Legal and public-health advocates urged the council to preserve the receivership tool and tighten licensing scrutiny. Ruth Ann Norton of the Green and Healthy Homes initiative said stronger enforcement had driven down childhood lead poisoning in past efforts and pointed to a prior case involving invalid lead certificates as evidence that the city needs more checks on licensing and inspection processes.

Agency concerns and technical questions. City agencies broadly supported the bill’s goals but raised operational and legal concerns. Hillary Ruhly of the city law department recommended a set of conforming amendments (she listed 13 proposed edits) and warned that some drafting choices could conflict with state licensing or would need clearer definitions—most importantly clarifying what counts as an "attempt" to remedy violations and how receivership should be triggered. Alice Kennedy, Housing Commissioner at DHCD, said receivership is the city’s highest enforcement tool and urged precise language so courts would have the information they need. DHCD also asked for clarity on vacate/relocation authority and how the city would recoup relocation costs.

Financial and implementation questions. Gabriel Stewart Sikwitz of the Department of Finance said implementation of the bill as drafted would create substantial fiscal and staffing costs; his initial estimate—about $1.7 million annually—drew committee questions and a pledge to refine the calculation. Committee members and agencies discussed alternatives, and officials clarified that audits of 100–200 units could be handled with as few as two to three inspectors over a year, depending on workflow and office support. Committee members asked for a historical staffing and cost analysis from 2019, when the city previously employed in-house inspectors for some multifamily work, and requested follow-up fiscal scenarios showing fee adjustments to make the program cost-neutral.

Inspector accountability and fraud prevention. The bill would create a city registry of rental inspectors and seek to reduce conflicts of interest that arise when landlords repeatedly use the same private inspectors. Law department counsel and DHCD noted limits set by state licensing for home inspectors; the committee discussed several enforcement options if an inspector’s work appears fraudulent, including paying for reinspection, administrative referral to state licensing boards, or affirmative litigation.

Operational details and data access. Council members prioritized making ownership and responsible-party contact information available in the rental portal so tenants can identify who to contact. Ramos said she had included an audit provision to permit DHCD to check whether licensed units actually meet standards, and DHCD said it would work with BCIT and other agencies to make contact fields required on the online application. The bill’s water-bill language will likely be phased (the sponsor said some provisions would fall in a later "phase 2") to allow DPW and DHCD time to build technical connections.

What’s next.
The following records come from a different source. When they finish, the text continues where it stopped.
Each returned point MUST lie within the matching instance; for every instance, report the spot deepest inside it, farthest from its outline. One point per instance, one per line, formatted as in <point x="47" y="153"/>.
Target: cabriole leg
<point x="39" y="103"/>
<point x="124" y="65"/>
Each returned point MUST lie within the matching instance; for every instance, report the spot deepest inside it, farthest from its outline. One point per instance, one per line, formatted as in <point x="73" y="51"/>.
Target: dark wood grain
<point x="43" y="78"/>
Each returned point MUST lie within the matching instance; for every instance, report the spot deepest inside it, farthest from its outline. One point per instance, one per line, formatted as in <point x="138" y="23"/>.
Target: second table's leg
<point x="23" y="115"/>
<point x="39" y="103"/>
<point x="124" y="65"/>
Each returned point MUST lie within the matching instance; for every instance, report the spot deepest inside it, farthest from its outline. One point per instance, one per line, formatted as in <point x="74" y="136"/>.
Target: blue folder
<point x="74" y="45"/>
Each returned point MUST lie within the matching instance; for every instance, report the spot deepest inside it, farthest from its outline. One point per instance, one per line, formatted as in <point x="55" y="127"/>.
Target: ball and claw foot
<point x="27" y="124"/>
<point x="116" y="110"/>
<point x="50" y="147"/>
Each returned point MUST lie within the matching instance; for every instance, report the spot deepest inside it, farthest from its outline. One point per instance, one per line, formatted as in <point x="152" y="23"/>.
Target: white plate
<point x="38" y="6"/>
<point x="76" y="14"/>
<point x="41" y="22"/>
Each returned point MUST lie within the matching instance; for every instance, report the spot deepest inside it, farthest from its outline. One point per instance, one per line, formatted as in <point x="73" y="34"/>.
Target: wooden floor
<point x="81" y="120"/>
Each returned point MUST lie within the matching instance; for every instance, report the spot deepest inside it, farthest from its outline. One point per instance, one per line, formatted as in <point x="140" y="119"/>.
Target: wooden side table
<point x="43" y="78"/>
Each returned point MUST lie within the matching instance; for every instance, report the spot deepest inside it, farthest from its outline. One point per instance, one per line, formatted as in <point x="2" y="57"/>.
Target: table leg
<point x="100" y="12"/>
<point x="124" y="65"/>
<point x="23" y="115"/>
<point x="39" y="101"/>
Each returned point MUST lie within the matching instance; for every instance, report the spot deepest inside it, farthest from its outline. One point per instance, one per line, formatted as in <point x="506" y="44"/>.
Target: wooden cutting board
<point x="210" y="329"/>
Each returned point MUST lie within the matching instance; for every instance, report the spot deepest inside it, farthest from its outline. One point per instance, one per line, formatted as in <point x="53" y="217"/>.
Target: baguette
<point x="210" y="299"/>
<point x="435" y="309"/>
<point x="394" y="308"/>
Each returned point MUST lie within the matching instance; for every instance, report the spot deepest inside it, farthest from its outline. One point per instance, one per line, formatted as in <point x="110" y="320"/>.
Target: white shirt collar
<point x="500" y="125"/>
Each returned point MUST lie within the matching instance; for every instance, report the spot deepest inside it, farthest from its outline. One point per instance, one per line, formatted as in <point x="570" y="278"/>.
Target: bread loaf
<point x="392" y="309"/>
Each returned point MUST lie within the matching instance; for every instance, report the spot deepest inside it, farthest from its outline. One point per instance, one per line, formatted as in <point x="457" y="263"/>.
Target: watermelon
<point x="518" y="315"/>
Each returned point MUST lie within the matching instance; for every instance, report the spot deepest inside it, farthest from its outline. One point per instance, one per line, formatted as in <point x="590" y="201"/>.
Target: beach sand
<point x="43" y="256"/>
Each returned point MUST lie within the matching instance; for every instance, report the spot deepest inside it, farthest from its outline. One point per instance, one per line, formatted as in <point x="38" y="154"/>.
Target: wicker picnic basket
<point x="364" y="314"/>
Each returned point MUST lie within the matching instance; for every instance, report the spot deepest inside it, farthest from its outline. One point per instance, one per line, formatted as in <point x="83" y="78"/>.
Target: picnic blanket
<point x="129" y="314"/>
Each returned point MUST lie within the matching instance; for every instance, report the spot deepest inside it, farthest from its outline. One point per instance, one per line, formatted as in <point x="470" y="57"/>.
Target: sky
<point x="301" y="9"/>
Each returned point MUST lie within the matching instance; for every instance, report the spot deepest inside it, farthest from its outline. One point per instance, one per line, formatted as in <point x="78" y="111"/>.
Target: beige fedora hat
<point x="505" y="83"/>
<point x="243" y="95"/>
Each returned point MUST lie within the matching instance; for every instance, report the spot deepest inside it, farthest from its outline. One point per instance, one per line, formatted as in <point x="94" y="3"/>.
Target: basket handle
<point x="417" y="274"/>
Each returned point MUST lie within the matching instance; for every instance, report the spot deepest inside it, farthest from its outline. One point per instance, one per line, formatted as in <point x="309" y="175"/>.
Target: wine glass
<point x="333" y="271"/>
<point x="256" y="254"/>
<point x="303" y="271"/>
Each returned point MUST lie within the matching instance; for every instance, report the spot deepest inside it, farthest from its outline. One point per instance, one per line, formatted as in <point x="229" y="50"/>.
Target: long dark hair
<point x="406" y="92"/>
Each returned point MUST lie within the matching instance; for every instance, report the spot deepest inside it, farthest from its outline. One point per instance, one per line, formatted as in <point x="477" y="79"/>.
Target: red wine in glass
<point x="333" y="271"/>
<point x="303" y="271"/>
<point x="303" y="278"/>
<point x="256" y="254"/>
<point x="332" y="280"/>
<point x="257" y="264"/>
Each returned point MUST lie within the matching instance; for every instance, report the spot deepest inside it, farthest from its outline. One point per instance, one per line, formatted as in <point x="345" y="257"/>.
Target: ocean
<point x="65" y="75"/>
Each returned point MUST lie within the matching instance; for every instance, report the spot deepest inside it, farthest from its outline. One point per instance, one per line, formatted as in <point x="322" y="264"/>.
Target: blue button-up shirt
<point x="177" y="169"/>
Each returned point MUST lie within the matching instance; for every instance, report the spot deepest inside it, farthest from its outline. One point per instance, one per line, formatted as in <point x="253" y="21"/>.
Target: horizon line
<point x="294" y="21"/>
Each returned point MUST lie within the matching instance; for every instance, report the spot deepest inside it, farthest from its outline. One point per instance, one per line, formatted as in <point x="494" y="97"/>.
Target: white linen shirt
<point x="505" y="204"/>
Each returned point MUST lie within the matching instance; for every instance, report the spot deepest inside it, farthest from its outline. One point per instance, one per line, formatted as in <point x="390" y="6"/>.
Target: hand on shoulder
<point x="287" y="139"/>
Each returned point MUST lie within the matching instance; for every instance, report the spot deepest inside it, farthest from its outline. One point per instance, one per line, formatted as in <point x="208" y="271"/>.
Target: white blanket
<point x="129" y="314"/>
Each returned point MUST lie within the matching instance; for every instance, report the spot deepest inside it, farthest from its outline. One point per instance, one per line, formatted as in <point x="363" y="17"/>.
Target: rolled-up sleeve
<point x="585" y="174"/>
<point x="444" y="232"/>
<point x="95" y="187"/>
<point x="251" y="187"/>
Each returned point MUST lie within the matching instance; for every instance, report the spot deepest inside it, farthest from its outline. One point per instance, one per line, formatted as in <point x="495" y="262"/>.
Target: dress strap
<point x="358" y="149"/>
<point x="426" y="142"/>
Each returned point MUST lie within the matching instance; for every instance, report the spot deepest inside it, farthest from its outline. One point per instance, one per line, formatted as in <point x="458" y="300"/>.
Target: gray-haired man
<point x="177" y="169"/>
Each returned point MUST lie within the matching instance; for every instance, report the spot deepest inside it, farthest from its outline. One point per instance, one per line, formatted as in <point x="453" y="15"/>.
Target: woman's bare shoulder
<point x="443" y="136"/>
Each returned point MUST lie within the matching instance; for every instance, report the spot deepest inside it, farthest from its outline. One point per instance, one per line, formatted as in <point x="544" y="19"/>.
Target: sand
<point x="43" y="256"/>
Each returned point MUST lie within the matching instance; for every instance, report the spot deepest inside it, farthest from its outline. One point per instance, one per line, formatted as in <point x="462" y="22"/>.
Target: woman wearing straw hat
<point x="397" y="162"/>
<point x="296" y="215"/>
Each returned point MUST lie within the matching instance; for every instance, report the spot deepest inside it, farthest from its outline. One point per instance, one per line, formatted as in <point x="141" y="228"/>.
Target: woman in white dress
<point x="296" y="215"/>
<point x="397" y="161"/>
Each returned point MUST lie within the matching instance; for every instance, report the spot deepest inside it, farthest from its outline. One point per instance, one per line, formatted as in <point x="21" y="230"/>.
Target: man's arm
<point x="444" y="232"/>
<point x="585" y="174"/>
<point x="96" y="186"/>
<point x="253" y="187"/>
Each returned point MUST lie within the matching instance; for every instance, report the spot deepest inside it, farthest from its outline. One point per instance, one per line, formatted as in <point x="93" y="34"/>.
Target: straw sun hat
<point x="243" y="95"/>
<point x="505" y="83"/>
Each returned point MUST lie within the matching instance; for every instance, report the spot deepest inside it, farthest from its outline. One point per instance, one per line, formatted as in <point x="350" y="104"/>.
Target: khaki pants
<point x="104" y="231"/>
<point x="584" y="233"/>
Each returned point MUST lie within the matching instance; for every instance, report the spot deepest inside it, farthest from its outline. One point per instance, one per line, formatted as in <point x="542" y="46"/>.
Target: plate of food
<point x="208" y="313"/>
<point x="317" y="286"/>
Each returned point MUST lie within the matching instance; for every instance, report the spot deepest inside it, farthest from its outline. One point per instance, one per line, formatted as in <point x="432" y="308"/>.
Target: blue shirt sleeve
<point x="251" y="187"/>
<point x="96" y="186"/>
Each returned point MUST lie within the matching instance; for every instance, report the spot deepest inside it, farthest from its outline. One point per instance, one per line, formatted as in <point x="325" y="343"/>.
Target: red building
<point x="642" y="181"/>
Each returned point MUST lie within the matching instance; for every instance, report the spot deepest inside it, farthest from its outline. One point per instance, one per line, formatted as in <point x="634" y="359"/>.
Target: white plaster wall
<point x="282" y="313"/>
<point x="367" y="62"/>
Ramos said the committee will not vote on the bill at this hearing but will hold additional work sessions to refine amendments and operational details. "We need to pass this bill for our residents to have safe, decent, affordable places to live," she said. Chair James Torrance committed to convening follow-up sessions and asked stakeholders to submit amendment ideas in writing.

Key quotes

"If you threaten to call ICE on our residents, we will revoke your license." — Councilwoman Odette Ramos.

"We stand by our bill report, but we have not reviewed the amendments in full and have concerns about duplicating condemnation processes in a way that may not produce faster results or guarantee just compensation." — Alice Kennedy, DHCD.

"It took 275 days for DHCD to revoke a license at one property under litigation," — Zafar Shah, Maryland Legal Aid, citing enforcement delay concerns.

Ending: The committee recessed with a commitment to further work sessions and additional fiscal and legal analysis before the council will consider a vote on the measure.